The vast majority of these troll accounts appear to have been less than a year old. There are a lot of factors that could affect account age, though: maybe Twitter tends to identify and take down troll accounts before most of them can breach the 6-month mark; maybe accounts get abandoned or deleted after a certain campaign; and so on.

This graph is mostly descriptive; sussing out some kind of explanation for this behaviour will take much more research and analysis. Still, it’s an interesting point to bring to light about these kinds of accounts.

More Information

I tried visualising these accounts as a network, but apparently that was too much work for my lone laptop. R couldn’t even produce a visualisation. 😅

Other, better analysts have, of course, studied this data and come up with much more sophisticated analyses. Twitter has been working with the Stanford Cyber Policy Center’s Internet Observatory, which has published its findings online. They’ve got a fantastic model of the network as divided among the topics of their tweets, as well as some interesting takeaways about the specific narratives that these accounts tried to amplify.
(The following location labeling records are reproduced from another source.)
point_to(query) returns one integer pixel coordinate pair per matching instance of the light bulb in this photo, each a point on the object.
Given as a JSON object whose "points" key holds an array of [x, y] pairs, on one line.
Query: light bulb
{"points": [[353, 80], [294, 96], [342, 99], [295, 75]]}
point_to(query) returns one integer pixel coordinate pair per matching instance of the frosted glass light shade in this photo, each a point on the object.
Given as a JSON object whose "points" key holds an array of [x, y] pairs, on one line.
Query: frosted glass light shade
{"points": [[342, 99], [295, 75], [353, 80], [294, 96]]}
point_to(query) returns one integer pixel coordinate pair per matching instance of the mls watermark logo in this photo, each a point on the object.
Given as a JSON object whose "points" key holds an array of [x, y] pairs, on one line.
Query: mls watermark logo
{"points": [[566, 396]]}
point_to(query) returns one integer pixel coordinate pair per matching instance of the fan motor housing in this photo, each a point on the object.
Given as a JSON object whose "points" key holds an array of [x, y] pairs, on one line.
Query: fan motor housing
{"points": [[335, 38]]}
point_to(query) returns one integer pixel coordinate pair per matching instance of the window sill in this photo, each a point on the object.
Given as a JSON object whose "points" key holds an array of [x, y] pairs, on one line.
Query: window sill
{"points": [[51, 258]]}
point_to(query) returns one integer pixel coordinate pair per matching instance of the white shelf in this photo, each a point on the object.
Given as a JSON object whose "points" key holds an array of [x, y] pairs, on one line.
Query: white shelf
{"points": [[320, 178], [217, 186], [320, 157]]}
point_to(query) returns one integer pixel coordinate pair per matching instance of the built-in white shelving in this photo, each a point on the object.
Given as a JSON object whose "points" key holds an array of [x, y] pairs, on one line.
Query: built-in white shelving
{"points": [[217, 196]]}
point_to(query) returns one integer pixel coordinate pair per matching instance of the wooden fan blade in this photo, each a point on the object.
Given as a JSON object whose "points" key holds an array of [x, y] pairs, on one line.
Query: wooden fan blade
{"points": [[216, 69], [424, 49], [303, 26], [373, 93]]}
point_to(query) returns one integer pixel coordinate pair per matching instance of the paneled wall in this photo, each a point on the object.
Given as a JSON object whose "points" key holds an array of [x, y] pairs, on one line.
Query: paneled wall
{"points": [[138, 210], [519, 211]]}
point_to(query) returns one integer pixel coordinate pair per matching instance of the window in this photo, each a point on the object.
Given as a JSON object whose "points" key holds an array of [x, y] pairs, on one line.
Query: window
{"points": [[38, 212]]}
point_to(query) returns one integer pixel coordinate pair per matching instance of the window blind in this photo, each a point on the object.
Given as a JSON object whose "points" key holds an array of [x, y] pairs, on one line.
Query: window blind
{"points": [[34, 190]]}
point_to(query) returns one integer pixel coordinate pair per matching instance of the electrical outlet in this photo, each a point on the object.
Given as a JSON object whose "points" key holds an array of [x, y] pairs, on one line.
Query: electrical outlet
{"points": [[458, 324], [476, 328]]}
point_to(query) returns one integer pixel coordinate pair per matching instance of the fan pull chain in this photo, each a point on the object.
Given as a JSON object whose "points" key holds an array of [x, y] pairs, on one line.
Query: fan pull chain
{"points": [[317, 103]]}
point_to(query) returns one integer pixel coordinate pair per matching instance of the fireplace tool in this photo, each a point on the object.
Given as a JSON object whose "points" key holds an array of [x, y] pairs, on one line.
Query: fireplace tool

There’s a lot more data to be studied, but if nothing else, this quick look at a couple of Twitter’s datasets highlights the scale and sophistication of the information operations being carried out online. Social media can be a scary place, more so when you consider how its massive reach and influence is essentially unchecked. Like Sinha pointed out in his thread, though, studying these information operations could give us a fighting chance against disinformation online.